Without critiquing Kant's critiques in detail, it is hard to avoid the observation that they have not aged well. His philosophy was supposed to advance the progress of natural knowledge, and no doubt it has. The problem is that, in the last century, the scientific account of the universe has progressed precisely to the kind of limits that Kant said must always recede. Kant is sometimes cited for the proposition that no empirical observation can settle a metaphysical question. His own philosophy, at least in some regards, seems to be an exception.

There is one respect in which Kant's criticisms are certainly correct. Even taken at face value, the proofs of the existence of God don't prove much. They do little more than draw our attention to a dimensionless point. Pascal once said that the god of the philosophers is an idol. This is too harsh. The proofs can play a useful role in theology, and even spiritual practice. However, there is probably a special place in Hell for people who take a mere idea as an object of worship.

Neuroscience has recently again made topical Kant's solution to the question of free will. Kant said that, considering ourselves objectively, as phenomena, we are obviously governed by physical necessity. The phenomena here include the "ego," which is a perception like any other. However, when we act subjectively, we are also obviously free. We are noumena, too; there is much more to us than the phenomena of the physical world. Indeed, the will, when acting according to the dictates of reason, is unique in being the one place where the noumenal world is known to have objective effects in the world of phenomena. Thus, though we can often find an explanation in the history of an evildoer that seems to explain his crimes, still we are always justified in holding him responsible to the standards of reason. The state of his brain, absent injury, has nothing to do with it.

There are surprises and intriguing asides in the "Critique of Pure Reason." For instance, Kant is skeptical of Occam's Razor. Reason by itself cannot tell us whether we should multiply or diminish the number of beings in the world. Another surprise is the remark that, though the argument from design for the existence of God cannot be used to demonstrate a Creator of the universe, it might be used to support the existence of an Architect. Was Kant a Mason? Were the later Masons Kantians? Intellectual history is full of surprises.

Not the least of the surprises, or at least ironies, of later intellectual history is that we know that Kant was working from a false premise. Kant believed that some metaphysical questions had never been decisively answered because reason was being applied to the wrong subject matter. He pointed to mathematics as an area where reason was rightly used: even the most abstruse questions could be settled, and all questions were answerable. Kant only hints here and there at possible insufficiencies in formal logic itself.

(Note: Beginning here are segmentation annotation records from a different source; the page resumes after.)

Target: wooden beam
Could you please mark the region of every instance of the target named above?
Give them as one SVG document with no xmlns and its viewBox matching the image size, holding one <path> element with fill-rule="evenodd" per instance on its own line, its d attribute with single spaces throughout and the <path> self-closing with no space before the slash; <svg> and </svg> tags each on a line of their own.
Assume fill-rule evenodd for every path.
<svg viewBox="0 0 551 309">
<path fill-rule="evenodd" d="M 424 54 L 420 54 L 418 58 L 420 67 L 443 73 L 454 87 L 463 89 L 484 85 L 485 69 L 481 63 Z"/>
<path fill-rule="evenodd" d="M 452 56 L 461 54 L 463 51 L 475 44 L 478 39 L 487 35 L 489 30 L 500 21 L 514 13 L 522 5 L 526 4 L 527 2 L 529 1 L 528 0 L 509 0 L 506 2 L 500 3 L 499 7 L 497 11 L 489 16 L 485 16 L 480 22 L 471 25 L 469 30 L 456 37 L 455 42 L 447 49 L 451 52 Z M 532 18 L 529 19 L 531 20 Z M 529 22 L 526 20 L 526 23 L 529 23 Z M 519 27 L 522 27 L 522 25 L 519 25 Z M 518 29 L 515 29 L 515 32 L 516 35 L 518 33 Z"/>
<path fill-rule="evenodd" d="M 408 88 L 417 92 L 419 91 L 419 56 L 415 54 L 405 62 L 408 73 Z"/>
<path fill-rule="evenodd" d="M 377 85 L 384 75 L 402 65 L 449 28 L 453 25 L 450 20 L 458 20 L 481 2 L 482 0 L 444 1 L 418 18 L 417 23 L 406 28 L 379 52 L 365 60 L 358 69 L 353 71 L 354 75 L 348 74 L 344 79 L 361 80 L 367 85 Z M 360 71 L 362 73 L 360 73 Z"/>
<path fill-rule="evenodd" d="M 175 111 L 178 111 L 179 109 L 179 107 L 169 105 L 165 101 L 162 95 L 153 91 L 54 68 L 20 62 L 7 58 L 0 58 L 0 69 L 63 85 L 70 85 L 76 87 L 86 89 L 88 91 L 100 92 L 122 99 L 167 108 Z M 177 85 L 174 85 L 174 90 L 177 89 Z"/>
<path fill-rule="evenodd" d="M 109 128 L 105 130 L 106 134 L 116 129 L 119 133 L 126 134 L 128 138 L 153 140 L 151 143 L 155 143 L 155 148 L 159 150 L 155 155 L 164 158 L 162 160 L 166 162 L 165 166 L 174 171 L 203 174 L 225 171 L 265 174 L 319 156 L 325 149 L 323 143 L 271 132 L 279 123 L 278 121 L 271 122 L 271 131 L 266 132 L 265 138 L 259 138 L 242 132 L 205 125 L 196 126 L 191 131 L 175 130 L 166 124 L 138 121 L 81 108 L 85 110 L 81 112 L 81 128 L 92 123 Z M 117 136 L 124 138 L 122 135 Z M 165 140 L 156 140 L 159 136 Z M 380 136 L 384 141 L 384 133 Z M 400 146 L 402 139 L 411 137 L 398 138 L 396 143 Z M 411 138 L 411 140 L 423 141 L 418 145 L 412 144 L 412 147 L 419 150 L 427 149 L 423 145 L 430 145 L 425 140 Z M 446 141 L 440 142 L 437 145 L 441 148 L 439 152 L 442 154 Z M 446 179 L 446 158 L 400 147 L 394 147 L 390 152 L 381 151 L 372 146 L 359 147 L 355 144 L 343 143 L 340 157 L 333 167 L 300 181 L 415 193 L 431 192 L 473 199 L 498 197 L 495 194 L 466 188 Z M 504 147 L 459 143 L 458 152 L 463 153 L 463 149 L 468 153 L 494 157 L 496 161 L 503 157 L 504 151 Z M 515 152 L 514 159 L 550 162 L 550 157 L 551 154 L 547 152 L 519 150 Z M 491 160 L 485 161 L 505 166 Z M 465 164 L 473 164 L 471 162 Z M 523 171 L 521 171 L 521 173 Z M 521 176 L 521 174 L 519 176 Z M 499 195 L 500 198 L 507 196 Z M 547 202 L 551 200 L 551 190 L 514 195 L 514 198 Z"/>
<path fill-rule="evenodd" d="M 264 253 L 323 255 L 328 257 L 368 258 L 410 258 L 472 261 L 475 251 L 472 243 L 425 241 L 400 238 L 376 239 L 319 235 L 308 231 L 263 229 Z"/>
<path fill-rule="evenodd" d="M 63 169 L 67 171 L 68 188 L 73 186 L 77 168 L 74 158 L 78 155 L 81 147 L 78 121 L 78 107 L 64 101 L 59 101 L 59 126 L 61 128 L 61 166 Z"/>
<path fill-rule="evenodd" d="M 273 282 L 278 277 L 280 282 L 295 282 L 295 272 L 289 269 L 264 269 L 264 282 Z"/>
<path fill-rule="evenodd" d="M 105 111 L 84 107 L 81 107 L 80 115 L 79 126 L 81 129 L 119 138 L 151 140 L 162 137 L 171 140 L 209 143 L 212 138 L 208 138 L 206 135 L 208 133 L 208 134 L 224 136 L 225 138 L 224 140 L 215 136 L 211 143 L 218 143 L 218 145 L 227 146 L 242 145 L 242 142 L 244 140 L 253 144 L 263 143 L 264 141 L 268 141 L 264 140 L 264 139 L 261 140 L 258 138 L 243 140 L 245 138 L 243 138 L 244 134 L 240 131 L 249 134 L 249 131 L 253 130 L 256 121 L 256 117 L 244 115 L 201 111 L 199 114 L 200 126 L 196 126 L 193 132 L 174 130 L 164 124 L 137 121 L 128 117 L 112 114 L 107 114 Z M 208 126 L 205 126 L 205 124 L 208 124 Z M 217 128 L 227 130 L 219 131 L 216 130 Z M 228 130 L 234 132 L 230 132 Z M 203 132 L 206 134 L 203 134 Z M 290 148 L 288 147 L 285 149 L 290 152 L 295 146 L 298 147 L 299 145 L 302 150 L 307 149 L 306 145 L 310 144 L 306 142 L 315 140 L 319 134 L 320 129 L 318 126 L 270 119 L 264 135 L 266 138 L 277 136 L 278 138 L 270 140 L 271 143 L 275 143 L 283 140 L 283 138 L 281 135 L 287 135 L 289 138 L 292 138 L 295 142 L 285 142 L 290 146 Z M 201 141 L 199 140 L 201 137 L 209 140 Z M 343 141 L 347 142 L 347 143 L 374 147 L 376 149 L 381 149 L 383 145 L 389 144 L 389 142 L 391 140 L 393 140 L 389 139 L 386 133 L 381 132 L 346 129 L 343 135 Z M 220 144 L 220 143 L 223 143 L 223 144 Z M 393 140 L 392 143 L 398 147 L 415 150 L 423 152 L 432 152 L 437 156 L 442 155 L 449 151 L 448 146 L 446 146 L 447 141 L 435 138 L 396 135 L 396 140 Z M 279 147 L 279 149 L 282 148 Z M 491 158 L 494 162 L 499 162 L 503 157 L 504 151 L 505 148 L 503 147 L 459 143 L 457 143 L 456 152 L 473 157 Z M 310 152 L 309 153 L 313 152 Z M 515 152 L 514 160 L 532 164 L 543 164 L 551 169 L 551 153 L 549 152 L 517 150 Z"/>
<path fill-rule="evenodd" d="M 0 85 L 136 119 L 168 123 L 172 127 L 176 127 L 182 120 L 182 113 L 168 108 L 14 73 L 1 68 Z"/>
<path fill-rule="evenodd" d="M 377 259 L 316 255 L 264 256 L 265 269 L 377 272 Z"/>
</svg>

The 20th century ended the possibility of such complacency. Mathematics, as well as formal logic, can indeed produce well-formed statements whose truth is undecidable within the logical system in question. (An exception, interestingly enough, is Kant's beloved Euclidian geometry, which is simple enough to be complete.) Kant's controlled skepticism must be given much of the credit for these advances, though he might not have liked the results. Among them is the fact his antinomies no longer look scandalous. Now they look interesting.